Algumas mudanças no Código de Processo Civil, em vigor desde janeiro do ano passado, trouxeram mais rapidez à execução de títulos extrajudiciais. Porém, advogados e empresários estão preocupados com a interpretação que o Fisco está dando à nova norma. "Essa mudança vale para pessoas particulares, não serve para a Fazenda Pública", diz o advogado Fernando Scaff, do escritório Silveira, Athias, Soriano de Mello, Guimarães, Pinheiro & Scaff Advogados. O especialista explica que obteve, na Justiça Federal do Pará, uma decisão que determina que o Fisco não pode executar os valores supostamente devidos pelo seu cliente sem o fim do processo judicial.
Ele conta que seu cliente perdeu um processo na fase administrativa contra o Instituto Nacional de Seguro Social (INSS). "Ocorre que, antes mesmo de ser julgado o processo, o INSS decidiu levar os bens penhorados a leilão, argumentando que houve uma alteração no CPC que permitia isso", diz o advogado. "Recorremos à Justiça que considerou que os bens só podem ser levados à penhora caso o contribuinte perca a ação judicial", complementa Scaff.
O argumento usado pelo advogado é que a alteração no CPC não vale para as execuções fiscais, que são regidas por outros princípios e lei, como a Lei de Execuções Fiscais (LEF).
"A lei especial prevalece em relação à lei geral.
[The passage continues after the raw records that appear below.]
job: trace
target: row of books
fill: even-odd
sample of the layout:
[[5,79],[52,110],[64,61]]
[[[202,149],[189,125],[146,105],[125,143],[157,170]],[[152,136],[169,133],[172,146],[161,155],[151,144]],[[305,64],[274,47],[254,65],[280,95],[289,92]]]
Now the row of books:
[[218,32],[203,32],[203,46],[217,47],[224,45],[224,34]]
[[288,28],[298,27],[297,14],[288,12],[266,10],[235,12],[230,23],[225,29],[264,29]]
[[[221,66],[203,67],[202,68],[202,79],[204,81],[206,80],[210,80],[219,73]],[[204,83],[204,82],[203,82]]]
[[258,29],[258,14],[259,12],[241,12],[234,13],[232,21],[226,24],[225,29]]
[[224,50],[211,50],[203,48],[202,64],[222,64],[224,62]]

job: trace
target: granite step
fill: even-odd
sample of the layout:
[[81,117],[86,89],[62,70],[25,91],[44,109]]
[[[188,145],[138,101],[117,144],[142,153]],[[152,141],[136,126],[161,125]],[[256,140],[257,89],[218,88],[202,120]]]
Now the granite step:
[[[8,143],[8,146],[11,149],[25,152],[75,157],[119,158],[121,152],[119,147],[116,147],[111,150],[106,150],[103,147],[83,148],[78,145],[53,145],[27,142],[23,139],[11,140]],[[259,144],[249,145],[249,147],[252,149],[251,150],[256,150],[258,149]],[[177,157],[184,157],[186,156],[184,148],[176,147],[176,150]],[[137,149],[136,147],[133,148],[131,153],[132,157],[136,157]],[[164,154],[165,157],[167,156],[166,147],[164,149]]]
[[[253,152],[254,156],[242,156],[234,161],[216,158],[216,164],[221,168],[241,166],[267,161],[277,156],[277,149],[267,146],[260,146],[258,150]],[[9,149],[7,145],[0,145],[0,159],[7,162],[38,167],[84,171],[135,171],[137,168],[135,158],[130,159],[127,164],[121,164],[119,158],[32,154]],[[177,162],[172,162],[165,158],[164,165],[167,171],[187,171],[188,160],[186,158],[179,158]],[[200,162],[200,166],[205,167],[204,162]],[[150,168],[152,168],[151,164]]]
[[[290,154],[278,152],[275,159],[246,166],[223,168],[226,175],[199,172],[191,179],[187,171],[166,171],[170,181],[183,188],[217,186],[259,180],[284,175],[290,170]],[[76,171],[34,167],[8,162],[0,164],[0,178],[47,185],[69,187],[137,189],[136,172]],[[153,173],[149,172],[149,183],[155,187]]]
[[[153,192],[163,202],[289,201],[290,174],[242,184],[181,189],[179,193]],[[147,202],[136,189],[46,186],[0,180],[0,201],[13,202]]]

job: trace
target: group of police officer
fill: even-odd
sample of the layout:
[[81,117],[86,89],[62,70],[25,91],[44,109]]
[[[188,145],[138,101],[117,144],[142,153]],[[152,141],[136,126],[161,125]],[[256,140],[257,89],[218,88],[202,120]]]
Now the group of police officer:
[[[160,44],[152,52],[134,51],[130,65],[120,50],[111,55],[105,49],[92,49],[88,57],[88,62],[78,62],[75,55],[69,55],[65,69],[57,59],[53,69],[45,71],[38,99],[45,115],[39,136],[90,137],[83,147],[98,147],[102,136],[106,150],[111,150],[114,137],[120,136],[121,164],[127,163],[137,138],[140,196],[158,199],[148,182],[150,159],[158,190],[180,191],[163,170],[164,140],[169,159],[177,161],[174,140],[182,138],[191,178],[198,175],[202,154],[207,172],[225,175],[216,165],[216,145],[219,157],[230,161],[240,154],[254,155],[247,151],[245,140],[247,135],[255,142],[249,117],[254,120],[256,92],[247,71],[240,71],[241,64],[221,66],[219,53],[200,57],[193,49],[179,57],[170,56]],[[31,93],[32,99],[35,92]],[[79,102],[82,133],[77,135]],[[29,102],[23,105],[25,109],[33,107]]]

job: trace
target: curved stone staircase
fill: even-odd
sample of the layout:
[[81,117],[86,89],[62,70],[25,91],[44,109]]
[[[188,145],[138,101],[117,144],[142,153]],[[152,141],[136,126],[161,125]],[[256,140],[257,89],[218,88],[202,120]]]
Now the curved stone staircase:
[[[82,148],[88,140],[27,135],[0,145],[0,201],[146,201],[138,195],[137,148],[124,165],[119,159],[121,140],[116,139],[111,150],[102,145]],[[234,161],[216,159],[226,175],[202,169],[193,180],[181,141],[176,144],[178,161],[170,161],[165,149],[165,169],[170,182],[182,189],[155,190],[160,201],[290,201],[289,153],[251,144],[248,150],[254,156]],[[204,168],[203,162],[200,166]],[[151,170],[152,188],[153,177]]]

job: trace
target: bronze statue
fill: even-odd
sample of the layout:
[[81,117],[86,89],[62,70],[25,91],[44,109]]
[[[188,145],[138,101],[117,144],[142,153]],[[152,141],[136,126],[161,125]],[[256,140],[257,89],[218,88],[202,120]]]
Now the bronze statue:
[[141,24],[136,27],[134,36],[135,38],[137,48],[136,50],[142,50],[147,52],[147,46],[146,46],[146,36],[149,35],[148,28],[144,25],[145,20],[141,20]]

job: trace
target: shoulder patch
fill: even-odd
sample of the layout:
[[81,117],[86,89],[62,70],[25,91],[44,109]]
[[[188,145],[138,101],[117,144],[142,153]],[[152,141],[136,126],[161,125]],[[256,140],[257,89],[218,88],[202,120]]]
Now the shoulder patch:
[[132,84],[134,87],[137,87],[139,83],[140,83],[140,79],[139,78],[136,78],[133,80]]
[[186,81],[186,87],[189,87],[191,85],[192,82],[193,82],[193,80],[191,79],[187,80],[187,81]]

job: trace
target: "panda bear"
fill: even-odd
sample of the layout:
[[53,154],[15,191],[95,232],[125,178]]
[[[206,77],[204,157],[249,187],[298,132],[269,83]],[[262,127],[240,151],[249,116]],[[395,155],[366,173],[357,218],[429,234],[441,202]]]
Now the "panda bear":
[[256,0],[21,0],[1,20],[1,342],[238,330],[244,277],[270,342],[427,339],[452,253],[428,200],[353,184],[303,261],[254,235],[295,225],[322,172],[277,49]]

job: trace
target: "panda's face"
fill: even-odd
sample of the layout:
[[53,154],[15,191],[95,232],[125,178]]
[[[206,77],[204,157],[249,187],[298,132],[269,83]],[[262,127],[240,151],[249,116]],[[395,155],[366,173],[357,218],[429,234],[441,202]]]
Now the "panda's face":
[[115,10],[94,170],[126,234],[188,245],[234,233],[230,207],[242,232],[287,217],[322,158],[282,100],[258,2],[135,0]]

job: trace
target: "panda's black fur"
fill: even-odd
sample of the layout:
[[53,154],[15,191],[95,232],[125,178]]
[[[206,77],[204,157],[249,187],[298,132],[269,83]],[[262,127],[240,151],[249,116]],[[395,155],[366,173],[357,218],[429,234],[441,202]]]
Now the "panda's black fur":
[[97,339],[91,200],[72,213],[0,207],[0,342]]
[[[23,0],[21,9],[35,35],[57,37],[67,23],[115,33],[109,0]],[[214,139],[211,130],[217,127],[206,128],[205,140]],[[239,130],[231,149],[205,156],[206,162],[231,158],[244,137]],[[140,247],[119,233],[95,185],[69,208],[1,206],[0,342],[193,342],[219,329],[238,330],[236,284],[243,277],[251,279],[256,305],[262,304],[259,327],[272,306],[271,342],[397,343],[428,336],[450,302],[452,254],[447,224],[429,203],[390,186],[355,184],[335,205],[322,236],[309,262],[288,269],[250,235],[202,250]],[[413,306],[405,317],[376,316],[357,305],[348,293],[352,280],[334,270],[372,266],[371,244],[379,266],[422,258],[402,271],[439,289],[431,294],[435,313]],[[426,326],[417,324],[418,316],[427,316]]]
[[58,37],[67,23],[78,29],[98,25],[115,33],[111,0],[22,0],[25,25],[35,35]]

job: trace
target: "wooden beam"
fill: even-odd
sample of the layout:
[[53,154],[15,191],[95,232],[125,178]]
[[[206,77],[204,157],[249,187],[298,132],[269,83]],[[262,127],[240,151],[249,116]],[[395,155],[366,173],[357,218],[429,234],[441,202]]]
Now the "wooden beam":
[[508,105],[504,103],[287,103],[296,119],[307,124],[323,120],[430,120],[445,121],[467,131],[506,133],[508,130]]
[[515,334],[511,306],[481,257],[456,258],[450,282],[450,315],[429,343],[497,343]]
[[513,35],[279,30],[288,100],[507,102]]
Ou seja, a LEF e as determinações dessa norma são superiores às mudanças no CPC", comenta o advogado Murillo Villas, do escritório Braga & Marafon. Ele explica que a LEF, entre outras coisas, determina que caberá ao Fisco cobrar judicialmente os débitos fiscais depois do fim do processo administrativo. "Não cabe cobrança extrajudicial de débitos fiscais", diz Villas.
Embargos à execução
"A nova lei de execução civil só vale para pessoas físicas", concorda o advogado Nelson Lacerda, do escritório Lacerda & Lacerda Advogados. "Porém, o Fisco está tentando usar artigos dessa lei para fazer, também, a execução fiscal", complementa Lacerda.
Um dos pontos de maior controvérsia é o que trata dos embargos à execução. Na legislação anterior, os embargos (recursos) suspendiam a execução da dívida. Com a nova norma, os embargos não suspendem automaticamente a execução. "Mas isso vale apenas para execução entre particulares (ou seja, cheques, notas promissórias ou semelhantes). Entretanto, isso não vale para o Fisco que tem tentado usar isso a seu favor", diz Lacerda.
Diante disso, as empresas são obrigadas, após entrar com embargos, pedir também no Judiciário a suspensão da execução. "Com a mudança no CPC, agora todos são obrigados a provar ao juiz que têm direito ao efeito suspensivo (da penhora ou bloqueio)", comenta a advogada Sandra Sebben Bastos, do escritório Martinelli Advocacia Empresarial. "Ainda há muita divergência quanto a isso", complementa Sandra.
Para o advogado, Marcelo Dias Gonçalves Vilela, do escritório Portugal, Vilela, Behrens e Costa Cruz Advogados, a Lei de Execução Fiscal deixa claro que deve ocorrer a suspensão da execução fiscal enquanto não julgados os embargos do devedor apresentados pelo contribuinte. "Não há lacuna na lei em relação a esse ponto", diz Vilela.
"O Fisco sempre vai buscar uma forma mais rápida para cobrar a dívida - isso é até louvável considerando que esse é um dinheiro de toda a sociedade -, mas isso não pode justificar a arbitrariedade, como não permitir o devido processo legal antes de realizar a execução", dispara Villas.
O advogado do Braga & Marafon destaca que outro ponto usado de maneira equivocada pelo Fisco, e que deveria valer apenas para pessoas físicas, é o prazo para defesa do devedor. "De acordo com a Lei de Execução Fiscal, o contribuinte tem um prazo de 30 dias para fazer sua defesa. Mas o CPC dá um prazo de 15 dias e o Fisco tem usado esse prazo", explica Villas.
A Procuradoria-Geral da Fazenda Nacional não teve nenhum representante para comentar o assunto até o fechamento dessa edição.